I recently participated in a small conference devoted to “physician alignment in the academic medical center.” The meeting was sponsored by a health care consulting firm, and drew about a dozen participants from around the country. The title refers to ways in which academic centers figure out how to work with their traditionally autonomous if not completely independent physicians to advance the institutional mission. An informal format allowed us to share (war) stories from our respective institutions and learn from each other. The ground rules included confidentiality (“what happens in Nashville stays in Nashville”), so I won’t disclose any specifics, but a few themes emerged that are worth sharing.
First, to no one’s great surprise, the old saw that “if you have seen one academic medical center, you’ve seen one academic medical center” still holds. There was great diversity among the represented institutions in organizational structures and in the financial arrangements between the parent institution and practicing physicians.
Second, everyone expressed uncertainty, if not outright anxiety, about the ability of current organizational models to assure success — however defined — in the years ahead. As one participant noted grimly, the three “businesses” of academic medical centers — clinical care, biomedical research, and medical education — are all “in recession” financially, so it is vital to rethink traditional structures. In the most striking example discussed that day, a medical school had sold its financially strapped faculty practice to a large independent multispecialty group practice, which then entered into a contractual arrangement with the school to provide clinical services. A radical move, for sure, and one which led to a deep-seated and ongoing culture clash.

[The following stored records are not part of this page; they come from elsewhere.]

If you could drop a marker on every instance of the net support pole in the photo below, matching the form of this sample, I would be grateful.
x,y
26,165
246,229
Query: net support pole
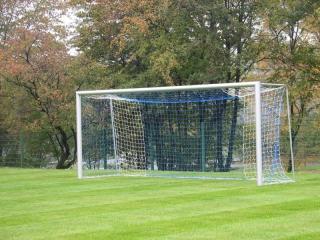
x,y
258,133
114,136
203,146
290,132
79,135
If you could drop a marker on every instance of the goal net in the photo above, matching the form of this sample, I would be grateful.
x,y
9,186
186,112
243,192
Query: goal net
x,y
226,131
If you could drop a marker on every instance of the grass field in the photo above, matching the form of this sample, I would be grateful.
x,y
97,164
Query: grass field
x,y
52,204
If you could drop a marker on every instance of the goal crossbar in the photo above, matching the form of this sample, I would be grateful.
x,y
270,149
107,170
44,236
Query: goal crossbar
x,y
175,88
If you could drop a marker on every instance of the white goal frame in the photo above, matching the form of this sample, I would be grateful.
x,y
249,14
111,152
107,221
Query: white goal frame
x,y
257,88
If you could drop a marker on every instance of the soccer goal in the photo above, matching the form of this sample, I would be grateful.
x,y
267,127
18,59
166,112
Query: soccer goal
x,y
215,131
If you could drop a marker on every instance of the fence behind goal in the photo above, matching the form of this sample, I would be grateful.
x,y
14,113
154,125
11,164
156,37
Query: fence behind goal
x,y
194,131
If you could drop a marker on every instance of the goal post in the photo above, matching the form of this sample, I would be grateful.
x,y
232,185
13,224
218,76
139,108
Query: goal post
x,y
214,131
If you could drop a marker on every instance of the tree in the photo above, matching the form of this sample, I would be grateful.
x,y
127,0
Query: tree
x,y
294,55
34,65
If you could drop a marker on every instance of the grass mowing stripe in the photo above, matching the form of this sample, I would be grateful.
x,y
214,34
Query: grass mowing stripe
x,y
52,204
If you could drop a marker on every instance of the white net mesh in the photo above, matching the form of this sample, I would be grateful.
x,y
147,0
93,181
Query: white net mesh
x,y
196,133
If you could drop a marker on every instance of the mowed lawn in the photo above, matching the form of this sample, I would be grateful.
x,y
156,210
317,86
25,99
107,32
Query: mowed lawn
x,y
53,204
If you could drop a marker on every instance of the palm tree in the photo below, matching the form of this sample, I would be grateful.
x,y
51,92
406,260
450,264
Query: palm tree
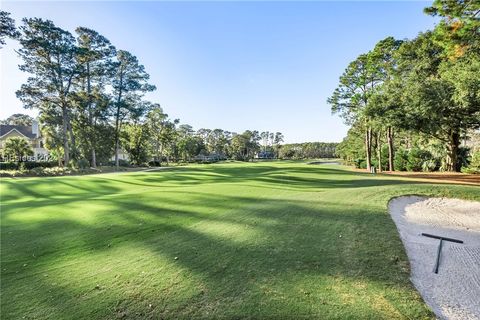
x,y
17,148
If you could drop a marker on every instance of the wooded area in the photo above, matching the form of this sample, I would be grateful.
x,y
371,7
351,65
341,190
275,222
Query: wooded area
x,y
410,103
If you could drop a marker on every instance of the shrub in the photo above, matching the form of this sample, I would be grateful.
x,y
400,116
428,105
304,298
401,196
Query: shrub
x,y
416,158
121,163
83,164
360,163
8,166
474,166
429,165
401,159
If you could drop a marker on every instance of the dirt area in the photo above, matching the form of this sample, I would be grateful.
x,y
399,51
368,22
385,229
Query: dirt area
x,y
453,293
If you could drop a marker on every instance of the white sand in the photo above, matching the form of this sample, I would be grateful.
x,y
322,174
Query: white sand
x,y
453,293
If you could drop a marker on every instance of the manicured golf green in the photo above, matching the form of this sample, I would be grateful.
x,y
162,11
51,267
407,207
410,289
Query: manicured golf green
x,y
234,240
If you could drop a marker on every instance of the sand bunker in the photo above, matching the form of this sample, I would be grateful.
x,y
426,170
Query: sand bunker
x,y
453,293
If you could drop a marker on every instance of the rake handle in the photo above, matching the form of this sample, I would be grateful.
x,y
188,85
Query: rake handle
x,y
439,251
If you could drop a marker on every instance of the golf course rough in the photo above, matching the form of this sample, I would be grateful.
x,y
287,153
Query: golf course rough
x,y
233,240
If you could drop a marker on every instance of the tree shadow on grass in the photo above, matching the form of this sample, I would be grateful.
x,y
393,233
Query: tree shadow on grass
x,y
241,257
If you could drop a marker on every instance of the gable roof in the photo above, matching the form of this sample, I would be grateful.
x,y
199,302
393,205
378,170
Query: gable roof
x,y
25,130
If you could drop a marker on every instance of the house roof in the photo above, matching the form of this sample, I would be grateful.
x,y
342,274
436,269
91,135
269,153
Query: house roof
x,y
25,130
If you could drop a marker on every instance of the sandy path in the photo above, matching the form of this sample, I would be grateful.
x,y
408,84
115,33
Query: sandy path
x,y
453,293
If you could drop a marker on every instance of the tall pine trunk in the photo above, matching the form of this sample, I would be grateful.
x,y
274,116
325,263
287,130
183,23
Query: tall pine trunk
x,y
368,147
379,151
391,152
452,151
94,158
66,147
117,144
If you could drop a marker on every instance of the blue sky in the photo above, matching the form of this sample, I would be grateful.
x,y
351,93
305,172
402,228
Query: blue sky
x,y
233,65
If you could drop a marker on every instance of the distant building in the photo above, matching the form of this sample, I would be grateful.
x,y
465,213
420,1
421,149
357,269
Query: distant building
x,y
265,155
212,157
30,133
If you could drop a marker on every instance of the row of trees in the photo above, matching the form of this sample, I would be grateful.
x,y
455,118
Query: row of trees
x,y
425,90
308,150
90,100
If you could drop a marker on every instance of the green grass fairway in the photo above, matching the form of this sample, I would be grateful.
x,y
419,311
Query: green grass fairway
x,y
235,240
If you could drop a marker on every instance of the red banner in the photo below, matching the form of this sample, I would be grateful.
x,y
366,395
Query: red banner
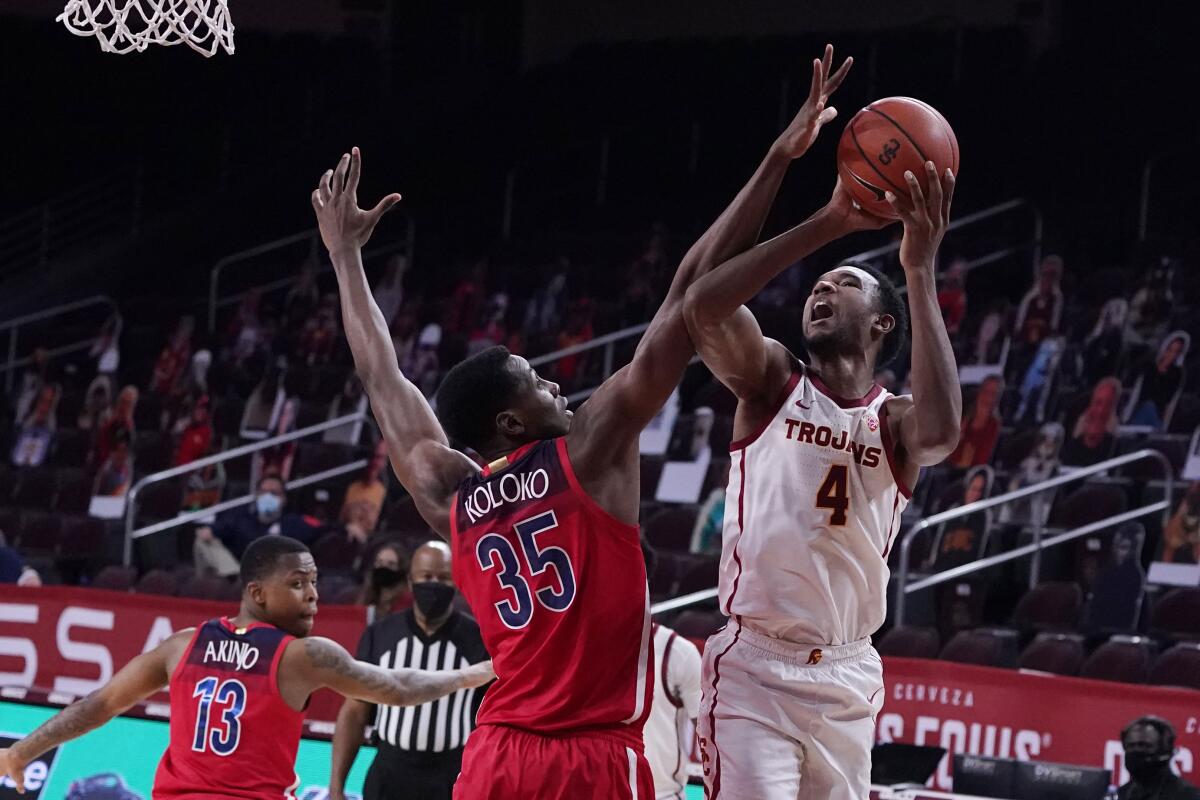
x,y
70,641
1029,716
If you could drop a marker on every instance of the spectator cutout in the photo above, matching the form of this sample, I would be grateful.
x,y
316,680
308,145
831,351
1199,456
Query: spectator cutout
x,y
981,426
1159,383
1041,464
1093,431
35,433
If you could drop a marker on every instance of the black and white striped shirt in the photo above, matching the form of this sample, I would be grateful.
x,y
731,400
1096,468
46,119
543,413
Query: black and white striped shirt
x,y
444,723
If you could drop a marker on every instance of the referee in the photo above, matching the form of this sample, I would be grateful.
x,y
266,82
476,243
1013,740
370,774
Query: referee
x,y
419,747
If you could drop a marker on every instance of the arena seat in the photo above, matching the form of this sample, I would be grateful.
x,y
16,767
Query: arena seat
x,y
1089,504
205,587
115,578
41,534
83,535
160,500
1051,606
1177,614
1123,659
151,452
10,523
701,575
157,582
910,643
335,551
984,647
72,489
671,529
71,446
1061,654
1180,666
696,624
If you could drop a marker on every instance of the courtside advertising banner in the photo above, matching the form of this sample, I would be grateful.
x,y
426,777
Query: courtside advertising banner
x,y
1029,716
71,641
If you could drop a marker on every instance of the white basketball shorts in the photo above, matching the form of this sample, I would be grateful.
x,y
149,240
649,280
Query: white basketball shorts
x,y
781,721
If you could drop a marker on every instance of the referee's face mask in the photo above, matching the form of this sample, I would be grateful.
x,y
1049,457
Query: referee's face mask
x,y
431,579
433,597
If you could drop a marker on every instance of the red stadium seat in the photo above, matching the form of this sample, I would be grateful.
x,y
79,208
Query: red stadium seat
x,y
157,582
117,578
984,647
1177,614
910,643
1051,606
1180,666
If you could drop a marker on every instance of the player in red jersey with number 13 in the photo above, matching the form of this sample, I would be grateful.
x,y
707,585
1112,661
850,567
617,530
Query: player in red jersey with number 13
x,y
239,687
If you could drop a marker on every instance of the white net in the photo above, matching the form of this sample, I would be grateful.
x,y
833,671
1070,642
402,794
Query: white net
x,y
127,25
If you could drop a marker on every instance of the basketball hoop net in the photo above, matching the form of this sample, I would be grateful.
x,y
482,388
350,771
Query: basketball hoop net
x,y
127,25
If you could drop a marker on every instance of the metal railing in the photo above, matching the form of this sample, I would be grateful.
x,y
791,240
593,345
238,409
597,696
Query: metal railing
x,y
131,498
13,326
107,205
1036,547
312,238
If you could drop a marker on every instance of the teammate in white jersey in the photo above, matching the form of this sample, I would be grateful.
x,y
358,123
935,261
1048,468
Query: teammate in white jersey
x,y
822,463
669,729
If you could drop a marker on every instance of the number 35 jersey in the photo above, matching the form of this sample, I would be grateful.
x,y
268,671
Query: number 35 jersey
x,y
558,587
232,733
811,510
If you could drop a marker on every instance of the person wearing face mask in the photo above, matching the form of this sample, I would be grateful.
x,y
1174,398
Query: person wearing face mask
x,y
219,547
1149,746
420,747
385,587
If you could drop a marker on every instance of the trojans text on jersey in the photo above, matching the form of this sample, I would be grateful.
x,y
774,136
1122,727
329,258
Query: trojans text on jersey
x,y
822,435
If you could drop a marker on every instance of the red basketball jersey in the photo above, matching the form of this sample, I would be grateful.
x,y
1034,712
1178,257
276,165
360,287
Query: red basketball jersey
x,y
232,734
558,585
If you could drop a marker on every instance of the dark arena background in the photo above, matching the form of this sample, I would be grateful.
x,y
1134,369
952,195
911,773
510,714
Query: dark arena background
x,y
171,334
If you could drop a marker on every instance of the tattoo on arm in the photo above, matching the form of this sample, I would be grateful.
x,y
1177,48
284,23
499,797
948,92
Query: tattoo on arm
x,y
373,684
70,723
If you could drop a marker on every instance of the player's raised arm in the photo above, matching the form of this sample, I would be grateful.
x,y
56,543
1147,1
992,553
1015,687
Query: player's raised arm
x,y
927,426
137,680
627,402
419,450
725,331
316,662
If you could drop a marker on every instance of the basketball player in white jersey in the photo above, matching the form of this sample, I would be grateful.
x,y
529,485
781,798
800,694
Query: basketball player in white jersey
x,y
669,729
823,461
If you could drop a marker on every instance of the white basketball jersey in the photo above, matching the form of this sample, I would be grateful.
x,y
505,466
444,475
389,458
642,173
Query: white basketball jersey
x,y
813,505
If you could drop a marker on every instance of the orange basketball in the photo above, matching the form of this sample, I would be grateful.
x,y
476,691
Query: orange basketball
x,y
887,138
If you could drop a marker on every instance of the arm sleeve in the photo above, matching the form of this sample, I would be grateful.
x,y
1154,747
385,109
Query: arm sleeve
x,y
684,674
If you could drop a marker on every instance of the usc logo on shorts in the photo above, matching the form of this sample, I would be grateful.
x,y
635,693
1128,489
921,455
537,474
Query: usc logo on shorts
x,y
703,752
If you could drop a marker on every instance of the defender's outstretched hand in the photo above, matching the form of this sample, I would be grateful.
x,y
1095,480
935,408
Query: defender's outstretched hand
x,y
925,218
814,113
336,202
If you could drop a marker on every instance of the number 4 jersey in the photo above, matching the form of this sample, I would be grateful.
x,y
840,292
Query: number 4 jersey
x,y
558,587
811,510
232,734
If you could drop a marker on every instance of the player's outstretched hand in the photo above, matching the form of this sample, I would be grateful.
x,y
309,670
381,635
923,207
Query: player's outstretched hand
x,y
814,113
925,218
12,769
479,674
343,224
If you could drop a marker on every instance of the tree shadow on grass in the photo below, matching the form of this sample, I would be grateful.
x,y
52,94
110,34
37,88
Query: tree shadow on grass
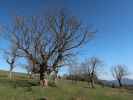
x,y
18,83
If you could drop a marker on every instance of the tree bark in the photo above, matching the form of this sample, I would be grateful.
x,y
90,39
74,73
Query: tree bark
x,y
120,83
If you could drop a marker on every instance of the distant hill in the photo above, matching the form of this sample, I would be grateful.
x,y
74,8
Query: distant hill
x,y
125,81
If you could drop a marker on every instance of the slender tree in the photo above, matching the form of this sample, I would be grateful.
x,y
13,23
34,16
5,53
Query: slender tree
x,y
11,59
91,67
118,72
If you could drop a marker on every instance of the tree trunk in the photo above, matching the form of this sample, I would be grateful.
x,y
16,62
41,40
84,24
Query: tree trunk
x,y
10,73
120,83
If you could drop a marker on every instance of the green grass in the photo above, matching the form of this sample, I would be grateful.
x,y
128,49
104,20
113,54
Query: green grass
x,y
65,90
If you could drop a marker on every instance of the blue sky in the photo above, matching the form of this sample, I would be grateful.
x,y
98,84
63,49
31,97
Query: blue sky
x,y
113,19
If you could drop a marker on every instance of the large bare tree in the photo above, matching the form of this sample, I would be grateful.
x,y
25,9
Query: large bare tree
x,y
119,72
48,41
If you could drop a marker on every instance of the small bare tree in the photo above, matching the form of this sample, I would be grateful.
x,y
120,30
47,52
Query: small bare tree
x,y
118,72
11,58
91,67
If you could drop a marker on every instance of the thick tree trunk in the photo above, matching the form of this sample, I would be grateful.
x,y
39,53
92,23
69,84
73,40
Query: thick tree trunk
x,y
43,80
10,73
120,83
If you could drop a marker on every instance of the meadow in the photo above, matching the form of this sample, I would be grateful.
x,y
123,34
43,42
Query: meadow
x,y
24,89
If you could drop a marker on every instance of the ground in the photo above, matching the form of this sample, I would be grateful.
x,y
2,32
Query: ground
x,y
21,89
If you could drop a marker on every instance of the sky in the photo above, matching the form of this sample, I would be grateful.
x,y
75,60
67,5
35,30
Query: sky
x,y
113,20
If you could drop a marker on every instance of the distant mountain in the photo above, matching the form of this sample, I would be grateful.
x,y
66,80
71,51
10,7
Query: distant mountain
x,y
125,81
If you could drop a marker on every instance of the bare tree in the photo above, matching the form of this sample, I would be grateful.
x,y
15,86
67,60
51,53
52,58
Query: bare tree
x,y
11,59
49,40
90,69
118,72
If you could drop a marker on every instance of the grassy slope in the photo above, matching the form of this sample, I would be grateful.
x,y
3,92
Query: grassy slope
x,y
65,90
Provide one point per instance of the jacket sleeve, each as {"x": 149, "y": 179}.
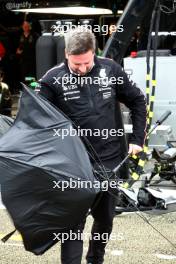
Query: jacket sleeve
{"x": 134, "y": 99}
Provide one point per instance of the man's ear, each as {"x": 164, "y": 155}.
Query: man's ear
{"x": 66, "y": 55}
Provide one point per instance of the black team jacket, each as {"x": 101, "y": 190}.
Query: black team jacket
{"x": 90, "y": 101}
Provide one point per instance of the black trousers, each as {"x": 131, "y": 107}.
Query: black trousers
{"x": 103, "y": 214}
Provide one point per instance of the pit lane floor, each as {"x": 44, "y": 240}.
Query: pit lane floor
{"x": 133, "y": 241}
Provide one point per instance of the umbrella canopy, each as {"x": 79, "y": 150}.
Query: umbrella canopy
{"x": 5, "y": 123}
{"x": 36, "y": 165}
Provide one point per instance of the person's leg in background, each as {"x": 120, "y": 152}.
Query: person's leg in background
{"x": 72, "y": 248}
{"x": 103, "y": 215}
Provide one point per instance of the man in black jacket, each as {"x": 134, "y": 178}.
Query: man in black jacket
{"x": 87, "y": 88}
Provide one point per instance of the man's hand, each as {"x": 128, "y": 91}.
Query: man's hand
{"x": 134, "y": 149}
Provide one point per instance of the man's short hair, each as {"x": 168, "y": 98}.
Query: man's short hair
{"x": 79, "y": 41}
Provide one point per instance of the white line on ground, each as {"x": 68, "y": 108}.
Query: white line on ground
{"x": 11, "y": 244}
{"x": 162, "y": 256}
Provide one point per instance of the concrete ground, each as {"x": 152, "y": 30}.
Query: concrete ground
{"x": 133, "y": 241}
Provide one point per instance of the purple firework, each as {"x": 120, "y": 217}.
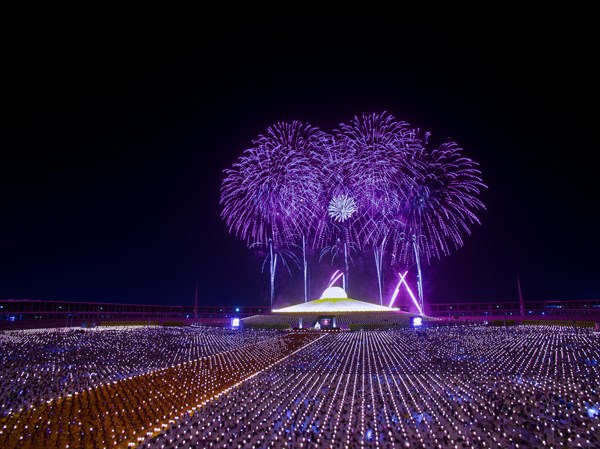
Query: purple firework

Third, every institution was trying to figure out the best way to “engage” and “align” with community physicians. Strategies differed. Some were doing so “defensively” to lock in their existing base of referring physicians. Others were “offensively” trying to expand market share. The tactics of alignment differed too. Some were employing physicians on a large scale; others were “franchising the brand” of the academic center by providing independent practices with the hospital’s EMR and providing faculty status to community physicians.
The language around these efforts was interesting. The predominant explanation was that they were trying to balance their assets, by adding primary and community-based care to the traditional specialist-heavy roster of the academic center. The stated idea was that they could then continue to provide hospital based tertiary care, while simultaneously developing the capability to manage populations and participate in risk-based reimbursement schemes. Trouble is, a lot of the strategies looked less like that and more like trying to assure a steady stream of inpatients to “feed the beast” of the academic center.
I think it is fair to say that every academic medical center is struggling to figure out how to keep its doors open, while reimbursement for clinical care, which has always “floated” the teaching and research missions, declines. It also seems pretty clear that there is not going to be a single blueprint for achieving this, and that some institutions will fail in their attempts.
Ira Nash is a cardiologist who blogs at Auscultation.